Monday, August 30, 2010

Memory leaks, log analysis and Unix command-line tools

I had cause recently to tackle a fairly tricky memory leak bug in the Delphi compiler as hosted by the IDE. The test case for the bug was complicated: compiling and running a large portion of the IDE itself. After a compile, subsequent debug runs of the IDE kept on increasing the debugging IDE's memory usage.

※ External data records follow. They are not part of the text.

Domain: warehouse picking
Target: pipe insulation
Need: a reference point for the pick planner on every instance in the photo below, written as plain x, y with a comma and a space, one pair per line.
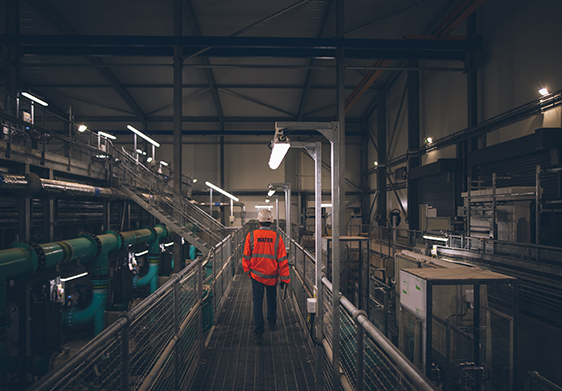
32, 184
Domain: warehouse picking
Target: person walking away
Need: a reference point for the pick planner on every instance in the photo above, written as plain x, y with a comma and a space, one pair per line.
265, 262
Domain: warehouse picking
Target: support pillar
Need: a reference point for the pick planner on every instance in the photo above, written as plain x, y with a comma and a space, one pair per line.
178, 80
413, 143
381, 170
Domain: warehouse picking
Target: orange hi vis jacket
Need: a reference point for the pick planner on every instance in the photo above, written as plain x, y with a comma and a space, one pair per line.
265, 258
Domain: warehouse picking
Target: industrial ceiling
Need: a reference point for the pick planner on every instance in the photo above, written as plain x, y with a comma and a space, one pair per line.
246, 64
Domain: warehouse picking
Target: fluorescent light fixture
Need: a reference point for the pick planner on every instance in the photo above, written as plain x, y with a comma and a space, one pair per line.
278, 153
74, 277
107, 135
143, 136
35, 99
222, 191
439, 239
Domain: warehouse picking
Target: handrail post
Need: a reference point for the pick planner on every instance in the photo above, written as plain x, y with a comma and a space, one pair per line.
176, 332
360, 386
125, 354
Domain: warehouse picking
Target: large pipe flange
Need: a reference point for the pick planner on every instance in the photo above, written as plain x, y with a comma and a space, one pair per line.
39, 253
95, 239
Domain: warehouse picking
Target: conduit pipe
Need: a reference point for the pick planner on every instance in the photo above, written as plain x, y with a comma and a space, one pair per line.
32, 184
150, 278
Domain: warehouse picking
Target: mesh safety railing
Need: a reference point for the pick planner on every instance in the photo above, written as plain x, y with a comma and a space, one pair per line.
368, 360
158, 344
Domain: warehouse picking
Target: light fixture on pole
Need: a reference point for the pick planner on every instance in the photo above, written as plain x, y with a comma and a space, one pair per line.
279, 147
144, 136
35, 99
330, 130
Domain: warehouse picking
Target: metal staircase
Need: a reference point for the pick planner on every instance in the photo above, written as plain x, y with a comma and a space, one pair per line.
151, 191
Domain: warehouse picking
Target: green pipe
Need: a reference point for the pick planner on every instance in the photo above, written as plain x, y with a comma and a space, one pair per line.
95, 311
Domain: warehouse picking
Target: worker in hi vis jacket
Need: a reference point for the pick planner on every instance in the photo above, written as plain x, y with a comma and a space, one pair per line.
265, 262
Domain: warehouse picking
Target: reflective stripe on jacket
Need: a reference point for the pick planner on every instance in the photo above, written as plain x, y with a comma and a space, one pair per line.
265, 258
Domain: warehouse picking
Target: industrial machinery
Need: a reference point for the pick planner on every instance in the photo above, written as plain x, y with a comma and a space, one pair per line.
459, 326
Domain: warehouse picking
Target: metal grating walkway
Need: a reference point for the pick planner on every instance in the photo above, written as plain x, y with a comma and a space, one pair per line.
232, 361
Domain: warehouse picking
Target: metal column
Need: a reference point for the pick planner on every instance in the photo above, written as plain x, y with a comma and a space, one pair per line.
413, 143
178, 66
381, 168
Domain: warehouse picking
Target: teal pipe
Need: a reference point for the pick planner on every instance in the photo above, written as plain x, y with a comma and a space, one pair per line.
95, 311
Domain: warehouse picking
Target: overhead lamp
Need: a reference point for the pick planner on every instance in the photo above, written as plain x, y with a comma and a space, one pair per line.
437, 238
35, 99
222, 191
73, 277
138, 132
107, 135
279, 147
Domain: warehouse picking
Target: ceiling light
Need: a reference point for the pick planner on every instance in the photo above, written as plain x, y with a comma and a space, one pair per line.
107, 135
73, 277
138, 132
278, 152
222, 191
35, 99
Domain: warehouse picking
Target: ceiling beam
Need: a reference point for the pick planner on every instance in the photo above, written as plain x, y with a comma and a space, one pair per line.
196, 31
308, 79
53, 17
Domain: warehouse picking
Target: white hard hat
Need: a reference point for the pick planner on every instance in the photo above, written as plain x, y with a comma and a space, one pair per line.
265, 216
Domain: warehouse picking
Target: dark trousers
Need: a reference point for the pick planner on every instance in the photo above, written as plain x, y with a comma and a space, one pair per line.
257, 293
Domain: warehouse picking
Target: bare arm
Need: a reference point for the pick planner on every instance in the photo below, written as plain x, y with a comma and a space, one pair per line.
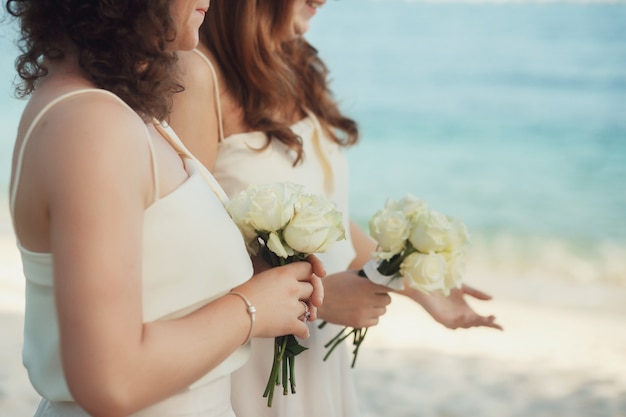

The memory profiler in Automated QA's AQtime tool provided a very rough indication of the call stack that allocated the memory. The reason it was very rough, and frankly, not particularly useful, was because the Delphi compiler uses a memory suballocator for performance and complexity reasons. Dcc - the Delphi compiler - has roughly 3 different classes of memory allocation: memory associated with a unit, memory associated with a depth in the call stack, and temporary memory that will be done away with periodically, in particular, memory associated with parsing the syntax tree for any one procedure and generating code for it. What the stack from AQtime did tell me was that the memory was (at least initially) associated with unit allocations. Since the compiler reuses memory as units get freed, the initial allocation isn't necessarily the one that gets leaked

To get better insight into what happened around the allocator, I instrumented it. The Delphi compiler in its debug build has a simple logging system. Every logging point has a string associated with it, and by specifying a list of globs in an environment variable, the compiler will output more or less logging info, according to how those globs match the strings associated with each logging point. For example, a log point inside the memory allocator might look like "dcc.memory.alloc", and another like "". A glob like "dcc.memory.*" would then match both of these; alternatively, "*.free;*.alloc" would match both of them, but also other logical allocations and frees that use the same naming convention. Whether or not any logging point is matched by the log glob is usually cached in static variables at each logging point, so there's surprisingly little performance loss even from very aggressive logging.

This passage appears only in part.